Thursday, February 19, 2009

Blackest Ice


This morning I just couldnt stop. I've been driving all winter, on roads far worse than these. I've spent my entire adult life driving on snow and ice. There have a been a few close-calls, sure, when you've driven as many miles in inclement weather as I have there are going to be some close-calls, but it wasn't until this morning that I just couldn't stop. A little before 8:00am I ran the Jeep into the back of a tiny little Honda on the corner of Dorchester and 57th Street in Hyde Park. I've never felt so helpless or powerless to stop what was coming.

Hyde Park has notoriously poorly maintained streets. They are rarely plowed, never salted, and generally a mess. Which was why I was surprised this morning when they looked quite good after some snow fell last evening after it rained all afternoon. Which is not to say I was being careless or driving too fast. No, it's still winter and it's still Hyde Park. I was trudging along from block to block, pausing at each intersection's stop signs, nothing seemed to be a problem. Then about 4 car lengths behind this little Honda that had already stopped at the next sign, I just couldn't stop.

I was on a field of black ice. I let go of the brake as soon as I saw it was doing nothing, which is to say immediately. A fraction of a second. I then tapped it twice more, but it seemed to have locked. With the Jeep getting closer and closer and time slowing way down I reached that tipping point moment when I knew... I knew that there was going to be a collision. And I stupidly tried one final thing, to turn out of the way. It was instinctual, an act that my hands performed of their own accord, and by far the scariest part of the event. Because I actually turned toward the oncoming traffic, which fortunately there was none, not that I had a chance of veering far enough over to miss the Honda.

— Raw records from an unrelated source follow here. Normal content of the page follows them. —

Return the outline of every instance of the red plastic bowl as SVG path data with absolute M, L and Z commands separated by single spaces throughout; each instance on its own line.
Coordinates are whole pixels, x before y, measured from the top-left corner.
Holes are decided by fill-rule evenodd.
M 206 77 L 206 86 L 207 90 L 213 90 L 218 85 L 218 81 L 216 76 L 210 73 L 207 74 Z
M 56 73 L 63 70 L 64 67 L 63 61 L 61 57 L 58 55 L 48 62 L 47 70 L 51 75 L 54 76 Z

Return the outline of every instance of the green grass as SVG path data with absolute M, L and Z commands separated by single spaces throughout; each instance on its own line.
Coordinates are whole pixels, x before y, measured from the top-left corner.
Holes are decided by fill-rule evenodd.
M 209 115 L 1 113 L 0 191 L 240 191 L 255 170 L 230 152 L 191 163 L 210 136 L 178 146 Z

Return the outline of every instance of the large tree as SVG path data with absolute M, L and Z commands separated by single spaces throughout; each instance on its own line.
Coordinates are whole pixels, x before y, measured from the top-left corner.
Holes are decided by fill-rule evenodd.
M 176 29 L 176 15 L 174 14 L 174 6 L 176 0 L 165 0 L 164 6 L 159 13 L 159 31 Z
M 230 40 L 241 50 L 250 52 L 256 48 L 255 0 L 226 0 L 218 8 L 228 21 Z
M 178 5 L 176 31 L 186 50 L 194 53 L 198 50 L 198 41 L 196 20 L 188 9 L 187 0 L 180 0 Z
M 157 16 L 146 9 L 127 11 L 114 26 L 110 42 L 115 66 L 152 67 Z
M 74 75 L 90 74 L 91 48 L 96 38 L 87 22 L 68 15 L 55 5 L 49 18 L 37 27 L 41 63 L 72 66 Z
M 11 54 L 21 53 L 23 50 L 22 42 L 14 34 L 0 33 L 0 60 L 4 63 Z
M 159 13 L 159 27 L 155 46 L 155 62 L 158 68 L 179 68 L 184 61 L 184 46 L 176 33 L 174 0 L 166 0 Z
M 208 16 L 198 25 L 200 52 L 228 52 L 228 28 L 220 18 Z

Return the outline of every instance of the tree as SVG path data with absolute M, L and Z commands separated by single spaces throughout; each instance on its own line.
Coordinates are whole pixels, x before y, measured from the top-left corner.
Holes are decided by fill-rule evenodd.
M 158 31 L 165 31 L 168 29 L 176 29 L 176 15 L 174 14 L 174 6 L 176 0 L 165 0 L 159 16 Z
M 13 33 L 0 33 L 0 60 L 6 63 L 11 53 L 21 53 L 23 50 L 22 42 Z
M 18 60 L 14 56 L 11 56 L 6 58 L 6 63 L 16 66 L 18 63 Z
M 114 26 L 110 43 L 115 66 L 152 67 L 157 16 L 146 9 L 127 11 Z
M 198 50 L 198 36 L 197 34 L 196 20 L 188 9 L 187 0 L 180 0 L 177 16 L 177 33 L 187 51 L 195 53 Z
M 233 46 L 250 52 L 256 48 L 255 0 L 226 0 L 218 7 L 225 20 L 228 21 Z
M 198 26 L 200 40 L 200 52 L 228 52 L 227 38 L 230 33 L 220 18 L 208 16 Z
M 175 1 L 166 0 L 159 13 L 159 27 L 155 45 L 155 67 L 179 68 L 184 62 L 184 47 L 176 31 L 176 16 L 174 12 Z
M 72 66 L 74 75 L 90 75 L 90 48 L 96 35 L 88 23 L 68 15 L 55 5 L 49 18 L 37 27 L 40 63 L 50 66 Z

So the Jeep collided with the Honda at an angle, which pretty much made the left side of the Honda's bump explode. I was going perhaps 6 or 7 MPH at this point, sliding along, and that was all it took. "These things are designed to explode like that" I'm told. "Their failure is exactly what protects the inner parts. The more things in the way to fail between you and the other cars around you the safer you are." Whatever. It simultaneously looked terrible and surprisingly minor. His bumper blew up and there was a slight deformation in the trunk, which could still open properly. The Jeep was practically untouched. I lost a fog-light.

After this I abruptly pulled backwards to the curb. I got out, as did the 3 passengers of the Honda, all Chinese graduate students. Everyone was fine, although I think I asked them this a dozen times. It's like I was in shock, and all I could think about was making sure nobody was hurt. 2 of them couldn't speak English, but one could and I convinced him to move his car back from the stop sign to the curb. Being absolutely clueless as to how to proceed I called 911. I made it clear this wasn't an emergency and that everyone was fine. The police weren't needed and wouldn't be dispatched, evidently there were HUNDREDS of accidents all over Chicago, and trust me when I say I was one of the lucky ones. I was told to exchange information, which I did.

The entire time we stood there during this exchange, every single car that approached the stop sign either ended up skidding right over into the intersection, we're talking 20 or 30 feet farther than they intended, or if they were lucky enough stop, had their wheels spin furiously around in a futile attempt to move forward once more.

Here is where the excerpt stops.